Tip 5: Be Aware of Toxins in Paper & Plants
Wrapping paper can contain harmful chemicals such as bleach and chlorine which can be dangerous to dogs when ingested so while he may enjoy ripping open his presents, it’s probably best to leave your dog’s presents unwrapped or use simple un-dyed kraft paper or cardboard boxes! Be aware that there are lots of Christmas plants that can also be toxic including favorites such as mistletoe, holly, and poinsettia, which are all toxic to dogs. If you do wish to have these plants in your home during the holidays, keep them far out of reach from your furry friends.
Tip 6: Be Aware of Christmas Dinner
What do you mean I don’t get a Christmas dinner?!
While it’s perfectly fine to treat your furry friend with a special Christmas dinner, be aware that your dog won’t be able to have exactly the same meal as you. White turkey meat, giblets, mashed potato, plain veg, and a bit of pumpkin are perfectly fine, be aware that high fat and high salt foods are dangerous to your dog. Onions (including onion powder used in gravy or stuffing mixes) and leeks can cause liver damage so please don’t ever let your dog lick the plates clean. As tempting as it is to treat your dog with a few tasty scraps from Christmas dinner, you may want to warn your guests not to feed your dog at the table or give him or her any cooked bones which can splinter and cause internal damage.
Tip 7: Keep Them Away from Chocolate
Of course, chocolate is one thing in abundance at Christmas time, and as tempting, as your pup maybe by this tasty treat we all love, it’s actually very dangerous for dogs to ingest. Consider buying him or her some dog-safe chocolate to enjoy on the day but always keep any normal chocolate far out of reach of your dog, including wrappers that can get lodged in your pup’s digestive tract.

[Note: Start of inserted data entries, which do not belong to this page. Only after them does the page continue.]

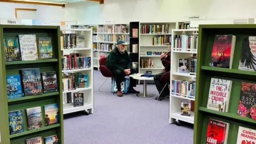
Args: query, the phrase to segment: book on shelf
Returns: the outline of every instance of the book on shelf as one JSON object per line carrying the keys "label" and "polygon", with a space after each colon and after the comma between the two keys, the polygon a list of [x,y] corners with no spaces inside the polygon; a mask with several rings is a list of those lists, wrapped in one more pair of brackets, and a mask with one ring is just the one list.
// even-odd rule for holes
{"label": "book on shelf", "polygon": [[236,36],[215,35],[210,66],[231,69]]}
{"label": "book on shelf", "polygon": [[227,144],[229,123],[209,119],[207,126],[206,144]]}
{"label": "book on shelf", "polygon": [[169,25],[140,25],[141,34],[169,34]]}
{"label": "book on shelf", "polygon": [[251,129],[239,126],[237,134],[237,144],[256,143],[256,131]]}
{"label": "book on shelf", "polygon": [[228,112],[231,87],[232,81],[212,78],[207,108]]}
{"label": "book on shelf", "polygon": [[33,130],[43,127],[41,107],[28,108],[26,109],[26,111],[28,130]]}
{"label": "book on shelf", "polygon": [[244,36],[238,69],[256,71],[256,36]]}
{"label": "book on shelf", "polygon": [[241,116],[256,119],[256,84],[242,82],[241,93],[237,110]]}
{"label": "book on shelf", "polygon": [[7,99],[22,97],[21,82],[19,75],[6,76]]}
{"label": "book on shelf", "polygon": [[173,50],[196,51],[198,45],[198,35],[174,35],[173,42]]}
{"label": "book on shelf", "polygon": [[17,38],[4,38],[4,46],[5,61],[21,60],[21,57]]}
{"label": "book on shelf", "polygon": [[24,132],[22,111],[21,110],[8,113],[10,134]]}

Tip 8: Don’t leave food or alcohol on the floor or on low surfaces
Speaking of Christmas treats, make sure you don’t have any food or alcohol on the floor or on low surfaces during the festivities. It may seem innocent for a guest to place their wine glass on the floor as they are chatting but a curious pup will find it a temptation to partake as well. Ensure you have a few cleared surfaces available high above your dog’s reach for guests to place their food and drink.
Tip 9: Sweep Up Stray Pine Needles
Make sure you sweep up any pine needles from your tree as they fall. If they are ingested, they can be toxic to pets.

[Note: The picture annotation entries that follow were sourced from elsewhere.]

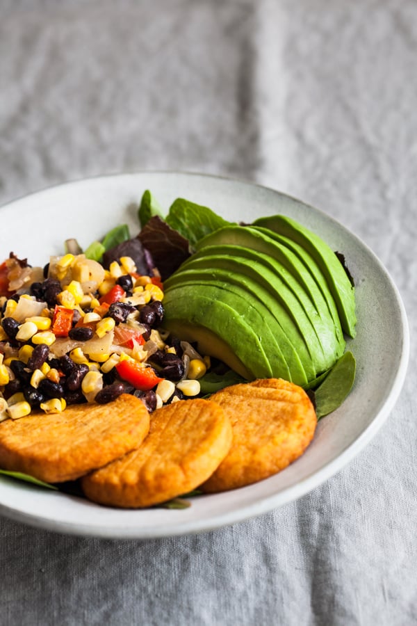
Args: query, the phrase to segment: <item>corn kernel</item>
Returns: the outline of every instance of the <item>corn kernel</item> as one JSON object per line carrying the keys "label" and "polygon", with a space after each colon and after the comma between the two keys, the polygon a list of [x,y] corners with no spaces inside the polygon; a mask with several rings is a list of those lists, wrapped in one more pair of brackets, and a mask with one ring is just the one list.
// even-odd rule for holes
{"label": "corn kernel", "polygon": [[63,398],[51,398],[40,403],[40,408],[45,413],[61,413],[65,410],[67,403]]}
{"label": "corn kernel", "polygon": [[16,339],[18,342],[27,342],[33,337],[35,332],[38,332],[36,324],[34,324],[33,322],[24,322],[19,326]]}
{"label": "corn kernel", "polygon": [[57,267],[60,269],[66,269],[71,266],[71,264],[74,262],[74,255],[64,255],[63,257],[61,257],[60,259],[58,259],[56,262]]}
{"label": "corn kernel", "polygon": [[163,406],[163,399],[158,394],[155,394],[155,396],[156,396],[156,408],[161,408]]}
{"label": "corn kernel", "polygon": [[83,321],[85,324],[90,324],[92,322],[100,321],[101,318],[98,313],[91,312],[91,313],[85,313]]}
{"label": "corn kernel", "polygon": [[93,400],[95,395],[103,388],[103,374],[99,371],[90,370],[81,383],[81,390],[88,400]]}
{"label": "corn kernel", "polygon": [[170,399],[174,391],[175,385],[174,383],[171,380],[165,379],[158,383],[156,393],[158,394],[163,402],[166,402]]}
{"label": "corn kernel", "polygon": [[101,352],[90,352],[88,356],[92,361],[97,361],[97,363],[104,363],[110,358],[110,354]]}
{"label": "corn kernel", "polygon": [[32,343],[38,346],[40,344],[45,344],[47,346],[51,346],[56,341],[56,337],[50,330],[40,330],[32,337]]}
{"label": "corn kernel", "polygon": [[131,356],[129,356],[129,354],[126,354],[125,352],[122,352],[119,358],[120,362],[122,361],[133,361],[134,359],[132,359]]}
{"label": "corn kernel", "polygon": [[40,371],[42,371],[42,374],[44,374],[45,375],[47,374],[50,369],[51,369],[51,366],[49,365],[46,361],[44,363],[42,364],[41,367],[40,367]]}
{"label": "corn kernel", "polygon": [[139,276],[138,278],[136,279],[136,282],[135,282],[135,287],[145,287],[145,284],[149,284],[152,283],[150,276]]}
{"label": "corn kernel", "polygon": [[113,330],[115,325],[116,323],[113,317],[105,317],[104,319],[100,320],[99,322],[97,322],[96,335],[101,339],[108,332],[110,332],[111,330]]}
{"label": "corn kernel", "polygon": [[191,359],[188,365],[188,378],[197,380],[204,376],[207,371],[206,364],[201,359]]}
{"label": "corn kernel", "polygon": [[120,357],[116,353],[113,353],[109,358],[105,361],[104,363],[101,365],[100,369],[101,371],[104,372],[104,374],[107,374],[110,371],[111,369],[113,369],[115,365],[117,365],[119,361],[120,360]]}
{"label": "corn kernel", "polygon": [[8,300],[4,310],[4,317],[13,317],[17,306],[17,303],[15,300]]}
{"label": "corn kernel", "polygon": [[70,353],[70,356],[77,365],[81,365],[81,363],[88,362],[88,359],[81,348],[74,348]]}
{"label": "corn kernel", "polygon": [[184,396],[197,396],[200,392],[200,384],[198,380],[180,380],[177,383],[177,388],[181,391]]}
{"label": "corn kernel", "polygon": [[154,328],[153,328],[151,330],[151,336],[149,339],[152,342],[154,342],[154,343],[156,344],[156,347],[160,350],[164,349],[165,344],[163,342],[162,337],[161,337],[161,335],[159,334],[158,330],[156,330]]}
{"label": "corn kernel", "polygon": [[31,376],[31,385],[35,389],[38,389],[39,383],[46,378],[45,374],[41,369],[35,369]]}
{"label": "corn kernel", "polygon": [[33,322],[38,330],[47,330],[51,328],[52,323],[51,319],[44,315],[34,315],[33,317],[28,317],[26,321]]}
{"label": "corn kernel", "polygon": [[163,291],[157,284],[149,282],[148,284],[145,284],[145,291],[150,292],[152,300],[158,300],[160,301],[163,300]]}
{"label": "corn kernel", "polygon": [[112,278],[120,278],[123,275],[123,270],[117,261],[113,261],[108,267],[110,275]]}
{"label": "corn kernel", "polygon": [[2,364],[0,365],[0,385],[7,385],[10,379],[8,370],[6,365]]}
{"label": "corn kernel", "polygon": [[136,271],[136,266],[131,257],[120,257],[120,261],[125,273],[131,274]]}
{"label": "corn kernel", "polygon": [[28,415],[31,411],[31,405],[26,400],[21,402],[16,402],[11,406],[9,405],[7,410],[9,416],[12,419],[19,419],[20,417],[25,417]]}
{"label": "corn kernel", "polygon": [[56,296],[56,299],[59,303],[62,305],[63,307],[65,307],[66,309],[75,308],[76,304],[75,298],[68,289],[64,289],[63,291],[58,294]]}
{"label": "corn kernel", "polygon": [[0,422],[4,422],[5,419],[8,419],[9,415],[7,410],[7,402],[4,398],[0,398]]}
{"label": "corn kernel", "polygon": [[16,404],[17,402],[23,402],[24,400],[24,396],[23,393],[22,392],[16,392],[15,394],[8,398],[7,403],[9,406],[11,406],[12,404]]}
{"label": "corn kernel", "polygon": [[23,361],[24,363],[27,363],[32,356],[33,349],[32,346],[22,346],[18,353],[19,360]]}
{"label": "corn kernel", "polygon": [[51,380],[53,383],[59,383],[60,380],[59,372],[55,367],[51,367],[49,371],[47,373],[46,377],[48,380]]}
{"label": "corn kernel", "polygon": [[66,291],[69,291],[74,296],[76,304],[79,304],[84,297],[84,292],[81,282],[78,280],[72,280],[67,287]]}
{"label": "corn kernel", "polygon": [[106,278],[103,282],[101,282],[99,285],[99,294],[100,296],[106,296],[111,289],[113,289],[115,284],[116,284],[116,281],[114,278]]}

Tip 10: Buy Some Fun Dog Toys
With a bustling house full of people, it may be a great time to buy your dog some extra toys. Quito adores a game of tug so a tugging rope is always included in his presents for Christmas. Choose a new tug toy, a frisbee, or a ball in your pup’s presents and if your dog is happy too, allow your guests to play with him or her with the new toy, giving your furry friend plenty of exercise and attention on the day as well as wearing him or her out just a little so they are happy to sleep after the fun.
Tip 11: Speak to your guests before they arrive
It may seem awkward now but a quick conversation with your guests before they arrive may spare your dog from having a stressful time or even worse, seeing your dog get ill during the holiday season. Be sure your guests are aware of some of the tips above in terms of leaving food around, leaving the dog alone during the day if he or she goes off for a nap, or making sure the kids don’t get too rough with him or her. A few words now are worth the happiness of your dog.

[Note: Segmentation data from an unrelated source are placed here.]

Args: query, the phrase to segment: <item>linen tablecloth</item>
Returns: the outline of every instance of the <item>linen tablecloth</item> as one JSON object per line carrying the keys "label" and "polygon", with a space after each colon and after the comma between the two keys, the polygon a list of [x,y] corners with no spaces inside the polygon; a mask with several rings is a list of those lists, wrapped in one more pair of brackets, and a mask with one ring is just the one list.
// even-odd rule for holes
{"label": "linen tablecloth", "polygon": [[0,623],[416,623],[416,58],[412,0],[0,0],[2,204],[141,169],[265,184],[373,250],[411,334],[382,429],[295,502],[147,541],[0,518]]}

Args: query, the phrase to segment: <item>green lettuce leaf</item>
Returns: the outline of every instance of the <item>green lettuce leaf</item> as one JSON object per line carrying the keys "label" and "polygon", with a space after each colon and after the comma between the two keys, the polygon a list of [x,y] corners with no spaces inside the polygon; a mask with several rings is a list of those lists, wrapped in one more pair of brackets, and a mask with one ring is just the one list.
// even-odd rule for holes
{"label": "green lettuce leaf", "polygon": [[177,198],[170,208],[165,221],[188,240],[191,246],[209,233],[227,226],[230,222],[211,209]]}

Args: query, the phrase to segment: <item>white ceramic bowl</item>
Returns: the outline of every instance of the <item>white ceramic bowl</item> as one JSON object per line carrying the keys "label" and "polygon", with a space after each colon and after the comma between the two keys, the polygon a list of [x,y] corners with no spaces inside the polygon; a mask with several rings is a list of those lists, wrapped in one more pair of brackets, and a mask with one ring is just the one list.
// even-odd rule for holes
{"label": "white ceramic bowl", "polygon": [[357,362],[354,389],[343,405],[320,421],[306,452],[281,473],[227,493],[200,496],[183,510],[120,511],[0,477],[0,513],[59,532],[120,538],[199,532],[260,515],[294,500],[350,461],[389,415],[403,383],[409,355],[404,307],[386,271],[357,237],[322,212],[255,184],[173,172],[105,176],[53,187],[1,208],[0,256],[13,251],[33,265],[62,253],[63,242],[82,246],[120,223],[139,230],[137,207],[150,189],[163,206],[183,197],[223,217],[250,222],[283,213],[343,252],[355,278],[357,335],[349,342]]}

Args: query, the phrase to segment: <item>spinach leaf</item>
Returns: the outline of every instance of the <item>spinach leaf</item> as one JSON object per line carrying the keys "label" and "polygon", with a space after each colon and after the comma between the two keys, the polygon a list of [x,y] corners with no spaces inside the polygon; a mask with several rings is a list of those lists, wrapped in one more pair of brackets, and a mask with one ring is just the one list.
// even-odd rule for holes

Tip 12: Beware Doors opening and closing
Make sure guests are aware not to leave any doors open where the dog might escape during the day. With front and back doors or gates constantly swinging open and closed, it’s important you are aware of where your precious pet is. The last thing you will want is a full-on search on Christmas day.
Christmas should be a joyful time of love, laughter, fun, and memories. Please let your dog enjoy the festivities but keep him safe and healthy too. Now, I’d love to hear from you – what do you do to prepare your pets for Christmas? Anything I might have missed?